Radyoterapi çoğu zaman uzun süren bir tedavidir. Böyle olunca, gidilecek radyoterapi kliniğinin hastanın evine ne kadar uzaklıkta olduğu önem kazanıyor. Hastanın sağlıklı bir bünyesi olmadığı için yolda geçirdiği zaman ona eziyetli olabiliyor. Bu bakımdan Manisa’ya en yakın bölge olan Bornova’daki radyoterapi merkezleri daha pratik oluyor. Bunun dışında bazı merkezlerin teknolojik olarak cihazları daha yeni ve daha özellikli. Bu sayede yukarıda saydığım radyoterapinin yan etkileri de daha az görülecektir. Hastalar bu konuda mutlaka bir radyasyon onkoloğunun tavsiyesini almalılar.
Bildiğim kadarıyla Yeşil Kart’lı hastalar dışında sevk konusunda problem olmuyor. Hasta sağlık karnesi ile istediği radyoterapi merkezinde tedavi olabiliyor. Ancak, özel merkezlerde (Onkomer, Şifa ve İzmir Onkoloji gibi) ayrıcalıklı tedaviler için ek ücretler alınabiliyor.
Ege ve Dokuz Eylül Üniversiteleri, Yeşilyurt’taki Atatürk Araştırma ve Uygulama Hastanesi, Tepecik Göğüs Hastalıkları Hastanesi-Radyoterapi kliniklerinde yeşil kartlı hastalar da tedavi olabiliyorlar.

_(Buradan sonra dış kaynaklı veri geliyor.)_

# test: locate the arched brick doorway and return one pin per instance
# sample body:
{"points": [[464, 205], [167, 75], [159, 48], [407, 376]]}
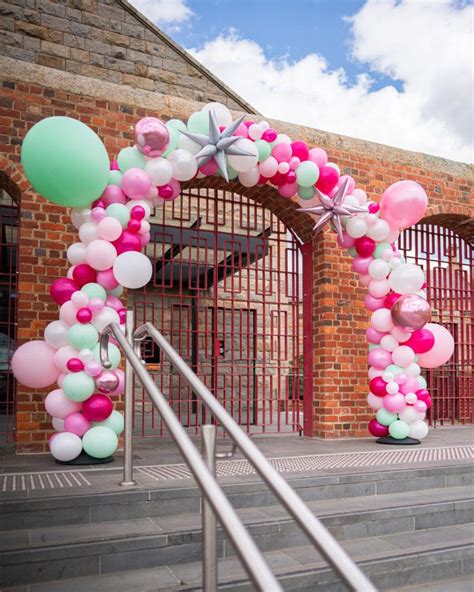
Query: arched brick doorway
{"points": [[227, 291], [443, 245]]}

Radyoterapi gören hastalar için önerileriniz nelerdir?
Radyoterapi kemoterapi ile birlikte yapıldığında yan etkiler daha ağır olabiliyor. Bu yüzden tedavi sırasında hastaların işe gitmemelerini, istirahat etmelerini öneriyorum. Tedavi sırasında haftada en az 1 kere doktorunuzu mutlaka görmeniz gerekiyor. Ya da sağlık durumunuzda herhangi bir değişiklik olduysa mutlaka doktorunuza bilgi vermeniz gerekiyor. Çünkü size çok ızdırap veren bir durumun çok basit bir tedavisi olabilir.
Önerim hastanın kendisini yormayacak kadar fiziksel olarak aktif olmasıdır. Yemek konusunda her kanser bölgesinde farklı önerilerimiz oluyor. Bu konuda da doktorlarınızın önerilerini dikkate almanız gerekiyor. Kanser tedavi sırasında alternatif tıp ile ilgili tedavilerin kullanılmasını ben önermiyorum. Çünkü kullanılan bu ot ya da ilaçların karaciğeri ve böbreği etkilemesi söz konusu olabiliyor. Bu da hastanın gerçek kanser tedavi almasını etkileyebilir. Bunun dışında sigara ile ilişkili kanseri olan hastaların mutlaka sigarayı bırakmalarını öneriyorum. Aksi halde yapılan tedaviler etkili olmayacaktır.